The problem is not that more experienced physicians are not intelligent, well-trained or competent, and the findings "should not be used to put the blame on older physicians," said study lead author Niteesh K. Choudhry, MD, an instructor of medicine at Harvard Medical School in Boston, Massachusetts. Instead, "the problem is that we've been relying on methods that may not be very effective in requiring that physicians keep up to date."
To address that gap, the traditional methods of keeping physicians' knowledge and clinical practice current need to be reexamined and altered, according to the study. "Over the past 15 or 20 years, there has been a body of literature generated that helps to identify what techniques work and don't work," Dr. Choudhry told Medscape in an interview. "We should refocus our efforts for recertification and relicensing on that."

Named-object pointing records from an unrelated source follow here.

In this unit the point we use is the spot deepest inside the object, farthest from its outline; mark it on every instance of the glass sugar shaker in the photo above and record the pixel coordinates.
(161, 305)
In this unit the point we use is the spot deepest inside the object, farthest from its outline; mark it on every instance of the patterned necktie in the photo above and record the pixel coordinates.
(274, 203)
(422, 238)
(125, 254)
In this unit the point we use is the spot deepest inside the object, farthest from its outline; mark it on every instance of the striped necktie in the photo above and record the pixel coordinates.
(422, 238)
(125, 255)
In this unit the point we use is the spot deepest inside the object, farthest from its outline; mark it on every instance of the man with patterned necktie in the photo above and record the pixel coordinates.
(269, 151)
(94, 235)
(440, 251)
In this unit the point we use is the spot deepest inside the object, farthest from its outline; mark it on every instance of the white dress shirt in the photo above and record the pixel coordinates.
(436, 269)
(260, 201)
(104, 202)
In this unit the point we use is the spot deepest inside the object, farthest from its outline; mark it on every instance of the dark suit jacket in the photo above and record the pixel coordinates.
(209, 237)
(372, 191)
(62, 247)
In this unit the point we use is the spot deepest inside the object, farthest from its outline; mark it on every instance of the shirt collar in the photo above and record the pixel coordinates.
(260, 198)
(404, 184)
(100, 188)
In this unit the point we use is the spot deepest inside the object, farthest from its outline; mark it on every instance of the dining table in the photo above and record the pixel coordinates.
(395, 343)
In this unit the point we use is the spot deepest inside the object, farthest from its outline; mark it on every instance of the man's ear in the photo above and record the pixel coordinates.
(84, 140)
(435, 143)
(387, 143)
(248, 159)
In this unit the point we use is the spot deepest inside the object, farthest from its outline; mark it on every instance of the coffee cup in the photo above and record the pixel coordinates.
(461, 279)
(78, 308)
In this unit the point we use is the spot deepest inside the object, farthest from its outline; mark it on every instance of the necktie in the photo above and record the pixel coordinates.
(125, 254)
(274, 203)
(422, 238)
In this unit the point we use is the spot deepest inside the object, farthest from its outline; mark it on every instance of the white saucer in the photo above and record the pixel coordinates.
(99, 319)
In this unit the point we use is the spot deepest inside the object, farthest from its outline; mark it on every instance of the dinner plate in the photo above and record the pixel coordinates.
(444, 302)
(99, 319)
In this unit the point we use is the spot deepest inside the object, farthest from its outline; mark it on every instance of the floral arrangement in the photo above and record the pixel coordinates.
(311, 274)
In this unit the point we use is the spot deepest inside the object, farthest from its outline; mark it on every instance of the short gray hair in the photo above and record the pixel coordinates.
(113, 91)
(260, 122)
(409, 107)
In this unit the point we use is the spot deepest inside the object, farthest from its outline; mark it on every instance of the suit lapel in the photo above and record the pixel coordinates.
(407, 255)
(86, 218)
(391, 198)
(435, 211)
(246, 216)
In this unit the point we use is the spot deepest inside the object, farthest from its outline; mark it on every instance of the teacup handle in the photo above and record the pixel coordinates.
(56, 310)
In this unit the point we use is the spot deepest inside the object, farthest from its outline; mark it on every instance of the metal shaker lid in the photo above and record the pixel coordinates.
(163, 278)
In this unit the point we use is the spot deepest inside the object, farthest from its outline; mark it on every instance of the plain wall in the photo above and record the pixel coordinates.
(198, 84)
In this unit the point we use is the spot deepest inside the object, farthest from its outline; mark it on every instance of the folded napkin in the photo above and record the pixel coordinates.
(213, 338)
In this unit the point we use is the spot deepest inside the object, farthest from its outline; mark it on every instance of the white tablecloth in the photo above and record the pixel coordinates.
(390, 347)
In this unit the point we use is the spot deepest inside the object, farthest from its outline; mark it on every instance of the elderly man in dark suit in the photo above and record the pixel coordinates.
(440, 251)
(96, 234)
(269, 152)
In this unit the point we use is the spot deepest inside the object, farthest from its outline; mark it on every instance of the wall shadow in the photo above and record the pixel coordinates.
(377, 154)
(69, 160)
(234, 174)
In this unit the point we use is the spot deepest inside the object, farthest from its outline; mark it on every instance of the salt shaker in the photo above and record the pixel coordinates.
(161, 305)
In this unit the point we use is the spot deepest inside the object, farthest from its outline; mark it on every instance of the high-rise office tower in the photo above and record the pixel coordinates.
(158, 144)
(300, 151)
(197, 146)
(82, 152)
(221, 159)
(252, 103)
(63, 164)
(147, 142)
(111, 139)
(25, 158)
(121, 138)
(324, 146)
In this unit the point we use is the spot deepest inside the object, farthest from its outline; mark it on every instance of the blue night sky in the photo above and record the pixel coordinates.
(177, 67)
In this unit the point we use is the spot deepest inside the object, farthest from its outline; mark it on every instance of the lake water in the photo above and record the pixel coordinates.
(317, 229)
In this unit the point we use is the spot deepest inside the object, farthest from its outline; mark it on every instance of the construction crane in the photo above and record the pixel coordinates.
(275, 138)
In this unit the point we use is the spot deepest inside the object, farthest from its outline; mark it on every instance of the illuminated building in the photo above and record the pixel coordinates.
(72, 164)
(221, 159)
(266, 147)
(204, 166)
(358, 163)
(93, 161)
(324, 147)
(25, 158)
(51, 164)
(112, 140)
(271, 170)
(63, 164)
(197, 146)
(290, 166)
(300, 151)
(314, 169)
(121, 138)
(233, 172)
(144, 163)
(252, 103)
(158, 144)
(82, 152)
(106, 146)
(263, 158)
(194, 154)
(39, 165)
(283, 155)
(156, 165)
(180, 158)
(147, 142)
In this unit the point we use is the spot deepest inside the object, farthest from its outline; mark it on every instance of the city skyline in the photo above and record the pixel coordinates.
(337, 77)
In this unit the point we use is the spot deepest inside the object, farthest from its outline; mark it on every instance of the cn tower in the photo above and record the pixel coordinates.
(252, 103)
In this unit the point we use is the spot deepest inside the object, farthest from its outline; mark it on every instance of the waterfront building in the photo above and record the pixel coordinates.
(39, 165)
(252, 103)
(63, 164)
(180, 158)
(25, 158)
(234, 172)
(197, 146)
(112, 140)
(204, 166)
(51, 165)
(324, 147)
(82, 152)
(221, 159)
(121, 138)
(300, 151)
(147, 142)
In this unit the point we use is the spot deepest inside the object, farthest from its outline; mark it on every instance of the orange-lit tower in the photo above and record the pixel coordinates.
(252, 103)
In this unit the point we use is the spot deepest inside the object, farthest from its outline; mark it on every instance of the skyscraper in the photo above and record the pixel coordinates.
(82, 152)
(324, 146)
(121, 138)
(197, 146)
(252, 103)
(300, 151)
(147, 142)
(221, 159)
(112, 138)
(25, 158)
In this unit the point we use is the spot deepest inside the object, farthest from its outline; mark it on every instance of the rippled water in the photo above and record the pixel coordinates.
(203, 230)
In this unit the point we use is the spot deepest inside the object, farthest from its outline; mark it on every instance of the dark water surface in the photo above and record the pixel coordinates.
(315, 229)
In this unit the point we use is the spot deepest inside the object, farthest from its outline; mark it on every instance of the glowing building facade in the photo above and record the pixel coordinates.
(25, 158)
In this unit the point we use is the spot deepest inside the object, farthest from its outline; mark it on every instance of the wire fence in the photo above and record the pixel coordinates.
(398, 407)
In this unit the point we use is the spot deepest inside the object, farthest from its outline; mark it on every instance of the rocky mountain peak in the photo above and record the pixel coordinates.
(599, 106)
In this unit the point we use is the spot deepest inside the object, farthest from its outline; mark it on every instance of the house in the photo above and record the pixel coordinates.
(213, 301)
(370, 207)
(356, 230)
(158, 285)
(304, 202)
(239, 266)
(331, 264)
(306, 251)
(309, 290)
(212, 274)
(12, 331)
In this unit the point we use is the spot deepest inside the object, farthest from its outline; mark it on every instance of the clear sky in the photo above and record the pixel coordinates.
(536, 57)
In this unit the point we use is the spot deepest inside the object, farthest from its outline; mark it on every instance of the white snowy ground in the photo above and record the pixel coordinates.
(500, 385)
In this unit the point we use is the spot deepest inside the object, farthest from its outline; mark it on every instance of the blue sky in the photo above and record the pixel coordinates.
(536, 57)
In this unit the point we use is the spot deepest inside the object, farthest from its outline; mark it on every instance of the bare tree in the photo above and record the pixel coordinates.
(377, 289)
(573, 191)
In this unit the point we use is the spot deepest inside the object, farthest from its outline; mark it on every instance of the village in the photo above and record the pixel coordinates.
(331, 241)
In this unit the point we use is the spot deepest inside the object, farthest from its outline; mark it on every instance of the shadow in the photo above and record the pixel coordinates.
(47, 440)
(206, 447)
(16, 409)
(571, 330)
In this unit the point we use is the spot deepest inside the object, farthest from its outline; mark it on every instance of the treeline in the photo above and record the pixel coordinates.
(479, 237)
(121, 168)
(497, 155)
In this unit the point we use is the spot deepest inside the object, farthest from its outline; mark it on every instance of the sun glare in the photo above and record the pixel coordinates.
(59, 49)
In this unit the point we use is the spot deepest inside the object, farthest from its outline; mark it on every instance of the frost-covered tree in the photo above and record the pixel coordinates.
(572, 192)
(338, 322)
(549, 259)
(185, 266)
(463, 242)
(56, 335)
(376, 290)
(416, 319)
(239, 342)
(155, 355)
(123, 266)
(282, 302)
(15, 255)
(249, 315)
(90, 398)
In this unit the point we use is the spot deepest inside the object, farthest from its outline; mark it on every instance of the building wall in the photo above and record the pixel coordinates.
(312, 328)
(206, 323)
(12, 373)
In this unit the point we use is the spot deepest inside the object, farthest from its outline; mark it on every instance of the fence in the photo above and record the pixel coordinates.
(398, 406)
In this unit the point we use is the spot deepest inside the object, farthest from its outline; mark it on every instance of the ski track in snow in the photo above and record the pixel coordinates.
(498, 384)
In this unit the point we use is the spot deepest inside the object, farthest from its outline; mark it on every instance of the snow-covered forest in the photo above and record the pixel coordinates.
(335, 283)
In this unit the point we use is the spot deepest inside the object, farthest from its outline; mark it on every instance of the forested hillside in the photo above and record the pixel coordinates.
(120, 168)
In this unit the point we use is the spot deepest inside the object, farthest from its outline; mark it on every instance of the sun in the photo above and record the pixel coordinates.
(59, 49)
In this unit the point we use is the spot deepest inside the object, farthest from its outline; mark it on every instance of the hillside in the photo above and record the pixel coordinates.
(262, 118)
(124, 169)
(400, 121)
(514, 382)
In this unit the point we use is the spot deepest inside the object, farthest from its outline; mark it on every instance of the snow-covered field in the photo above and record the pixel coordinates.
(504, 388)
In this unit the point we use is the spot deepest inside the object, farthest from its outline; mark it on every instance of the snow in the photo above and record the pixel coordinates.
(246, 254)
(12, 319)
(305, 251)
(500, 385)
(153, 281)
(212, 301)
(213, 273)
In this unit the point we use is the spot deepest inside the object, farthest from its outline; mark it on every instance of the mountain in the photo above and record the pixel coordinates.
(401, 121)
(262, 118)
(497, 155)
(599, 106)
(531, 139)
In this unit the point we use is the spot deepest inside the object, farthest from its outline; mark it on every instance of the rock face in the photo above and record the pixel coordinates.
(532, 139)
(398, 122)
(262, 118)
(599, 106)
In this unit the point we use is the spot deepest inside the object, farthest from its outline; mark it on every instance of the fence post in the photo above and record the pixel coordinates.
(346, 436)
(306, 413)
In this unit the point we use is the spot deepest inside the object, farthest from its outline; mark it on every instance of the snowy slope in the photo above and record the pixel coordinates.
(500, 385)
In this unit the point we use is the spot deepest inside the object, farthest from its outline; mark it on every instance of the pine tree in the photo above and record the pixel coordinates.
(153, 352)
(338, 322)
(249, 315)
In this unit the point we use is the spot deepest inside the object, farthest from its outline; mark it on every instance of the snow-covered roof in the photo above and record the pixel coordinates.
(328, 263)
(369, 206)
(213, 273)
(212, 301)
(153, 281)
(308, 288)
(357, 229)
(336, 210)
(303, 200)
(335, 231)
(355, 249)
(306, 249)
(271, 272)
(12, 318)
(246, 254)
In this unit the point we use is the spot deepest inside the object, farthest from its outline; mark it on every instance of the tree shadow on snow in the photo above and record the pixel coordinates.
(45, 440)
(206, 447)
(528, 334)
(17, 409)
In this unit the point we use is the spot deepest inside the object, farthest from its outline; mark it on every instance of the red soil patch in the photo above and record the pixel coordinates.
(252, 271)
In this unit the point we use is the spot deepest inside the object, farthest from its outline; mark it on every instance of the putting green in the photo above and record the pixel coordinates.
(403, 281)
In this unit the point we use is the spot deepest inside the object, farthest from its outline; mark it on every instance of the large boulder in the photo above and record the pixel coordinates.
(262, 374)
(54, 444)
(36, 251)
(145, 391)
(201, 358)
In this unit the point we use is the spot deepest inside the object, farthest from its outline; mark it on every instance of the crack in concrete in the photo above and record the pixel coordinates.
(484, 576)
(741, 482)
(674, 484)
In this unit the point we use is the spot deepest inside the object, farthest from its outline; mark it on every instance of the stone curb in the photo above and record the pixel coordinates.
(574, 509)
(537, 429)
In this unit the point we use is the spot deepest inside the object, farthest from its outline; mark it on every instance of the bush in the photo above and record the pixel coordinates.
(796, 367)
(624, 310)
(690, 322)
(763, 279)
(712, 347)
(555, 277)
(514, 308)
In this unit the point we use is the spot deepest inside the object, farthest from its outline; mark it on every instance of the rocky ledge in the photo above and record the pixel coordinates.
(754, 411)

The study linking physician years in practice to quality of care, published in the Feb. 15 issue of the Annals of Internal Medicine, was based on a Medline review of 59 articles from 1996 through 2004 that reported data on 62 groups of outcomes. Studies were included if they were original reports that provided empirical results; measured knowledge, guideline adherence, mortality, or some other type of quality-of-care process; and included years since graduation from medical school, years since certification, or physician age as a potential variable influencing results.